INDEPENDEN--Seorang jurnalis perempuan Afghanistan menulis secara anonim bahwa selama Taliban berkuasa, jurnalisme kehilangan maknanya.
Penyensoran luas, ancaman tanpa henti, dan pembatasan berbasis gender menjadi keseharian para jurnalis perempuan. Bukan hanya aspirasi yang direnggut, tetapi juga kebebasan berekspresi, keamanan pekerjaan, bahkan keberadaan fisik perempuan di ruang media menghadapi tantangan serius.
Jurnalisme—profesi yang dulu digunakan untuk meningkatkan kesadaran publik dan menuntut keadilan—berubah menjadi medan perang yang berbahaya.
“Rekan-rekan saya menghilang satu per satu; sebagian memilih pengasingan, sebagian terkurung di rumah, dan beberapa tetap berada di garis depan penyebaran informasi dalam kondisi sangat keras dan dengan upah minim, berjuang menjaga suara rakyat tetap hidup,” tulisnya
Jurnalis perempuan itu selama empat tahun terakhir bekerja dengan beberapa media, baik secara langsung maupun jarak jauh, tetapi dia tidak pernah lagi menemukan jurnalisme yang dulu dia kenal.
Meski ada ancaman, ketidakamanan, dan tekanan sosial, dia tetap mencoba menjadi suara masyarakat. Namun bagi jurnalis perempuan, bahaya tidak hanya bersifat fisik—eksistensi mereka di lapangan pun dipertanyakan dan bahkan ditolak.
Perempuan telah secara luas dan praktis disingkirkan dari jurnalisme di Afghanistan.
Mereka dilarang memasuki pusat media, dibungkam dalam konferensi pers resmi, dan dilarang memasuki kantor pemerintahan Taliban atau meliput banyak acara.
Di akhir banyak siaran pers, lembaga-lembaga kini menulis: “Karena keterbatasan ruang dan fasilitas yang sesuai, kami mohon maaf tidak dapat mengakomodasi saudari jurnalis.”
Bahkan dalam konferensi langka yang mengizinkan kehadiran perempuan—baik sengaja maupun tidak—mereka sering dipermalukan dan diperlakukan secara tidak profesional.

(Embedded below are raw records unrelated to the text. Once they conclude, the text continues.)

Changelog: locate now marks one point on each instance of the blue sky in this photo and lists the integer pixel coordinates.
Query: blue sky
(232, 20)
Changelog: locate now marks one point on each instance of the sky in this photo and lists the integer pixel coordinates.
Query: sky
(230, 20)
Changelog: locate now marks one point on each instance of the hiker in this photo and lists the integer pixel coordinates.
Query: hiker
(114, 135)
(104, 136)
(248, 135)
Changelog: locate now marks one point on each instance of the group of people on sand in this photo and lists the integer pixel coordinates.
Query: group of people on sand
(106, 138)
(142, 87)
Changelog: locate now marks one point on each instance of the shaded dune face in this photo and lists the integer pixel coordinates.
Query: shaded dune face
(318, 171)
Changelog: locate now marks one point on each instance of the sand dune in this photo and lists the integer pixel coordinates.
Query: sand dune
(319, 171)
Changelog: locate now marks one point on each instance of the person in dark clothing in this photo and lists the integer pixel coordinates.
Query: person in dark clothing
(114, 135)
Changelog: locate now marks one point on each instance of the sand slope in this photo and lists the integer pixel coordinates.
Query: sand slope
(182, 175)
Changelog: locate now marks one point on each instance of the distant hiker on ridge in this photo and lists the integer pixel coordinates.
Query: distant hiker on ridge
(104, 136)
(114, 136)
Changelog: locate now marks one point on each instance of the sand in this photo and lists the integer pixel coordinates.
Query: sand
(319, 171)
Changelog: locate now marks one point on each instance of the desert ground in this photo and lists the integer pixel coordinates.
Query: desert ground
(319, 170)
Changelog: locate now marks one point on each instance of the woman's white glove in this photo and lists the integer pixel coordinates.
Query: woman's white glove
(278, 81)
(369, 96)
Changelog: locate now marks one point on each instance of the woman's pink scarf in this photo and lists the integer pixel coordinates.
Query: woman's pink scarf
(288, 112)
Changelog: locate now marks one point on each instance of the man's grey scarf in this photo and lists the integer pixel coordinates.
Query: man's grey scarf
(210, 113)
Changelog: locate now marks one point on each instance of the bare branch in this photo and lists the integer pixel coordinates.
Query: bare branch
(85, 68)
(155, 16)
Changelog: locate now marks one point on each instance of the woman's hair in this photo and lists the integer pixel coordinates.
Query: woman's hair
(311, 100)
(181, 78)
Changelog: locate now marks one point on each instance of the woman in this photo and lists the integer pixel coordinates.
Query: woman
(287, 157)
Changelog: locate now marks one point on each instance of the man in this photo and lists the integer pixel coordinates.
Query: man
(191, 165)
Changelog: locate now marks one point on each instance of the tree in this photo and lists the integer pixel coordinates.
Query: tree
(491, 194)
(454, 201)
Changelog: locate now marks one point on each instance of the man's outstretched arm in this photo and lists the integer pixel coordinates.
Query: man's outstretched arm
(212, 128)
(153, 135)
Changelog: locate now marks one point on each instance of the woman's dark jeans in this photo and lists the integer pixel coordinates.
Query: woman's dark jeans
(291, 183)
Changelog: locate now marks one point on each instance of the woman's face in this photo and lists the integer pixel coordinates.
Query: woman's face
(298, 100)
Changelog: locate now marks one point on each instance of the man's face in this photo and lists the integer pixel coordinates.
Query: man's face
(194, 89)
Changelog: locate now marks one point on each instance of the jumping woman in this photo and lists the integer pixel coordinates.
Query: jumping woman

“Pada 2024, ketika saya menghadiri salah satu acara atas nama media tempat saya bekerja, panitia meminta saya dan jurnalis perempuan lain duduk di bagian belakang agar tidak terekam kamera dan memperingatkan kami agar tidak melepas masker sedetik pun; jika tidak, kami akan diminta keluar,” tulisnya.
Hambatan besar lain terhadap akses informasi bagi perempuan adalah keyakinan sebagian pejabat senior Taliban bahwa suara perempuan adalah “awrah”—haram untuk didengar. Mereka menolak menjawab panggilan atau pesan dari jurnalis perempuan, dengan terang-terangan mengatakan: “Kami berbicara dengan rekan laki-laki Anda, bukan Anda.”
Ketika dia membutuhkan data dari Kementerian Pertahanan Taliban untuk sebuah laporan, dia memperkenalkan diri melalui telepon, namun dijawab: “Suruh rekan lelaki Anda yang menelepon kami.”
Selain itu, jurnalis perempuan dihina dan dilecehkan karena pakaian atau apa yang disebut Taliban sebagai “hijab yang tidak sesuai.” Ini membuat akses ke sumber resmi menjadi semakin sulit.
Beberapa bulan lalu, ketika merekam video dengan ponsel untuk sebuah laporan, dua anggota Taliban menghentikan jurnalis ini.
“Mereka memanggil saya dengan bahasa merendahkan dan mengancam: “Kalian mata-mata orang kafir dan Barat ada di mana-mana; kalian tak akan pernah hidup dengan tenang.” ujarnya.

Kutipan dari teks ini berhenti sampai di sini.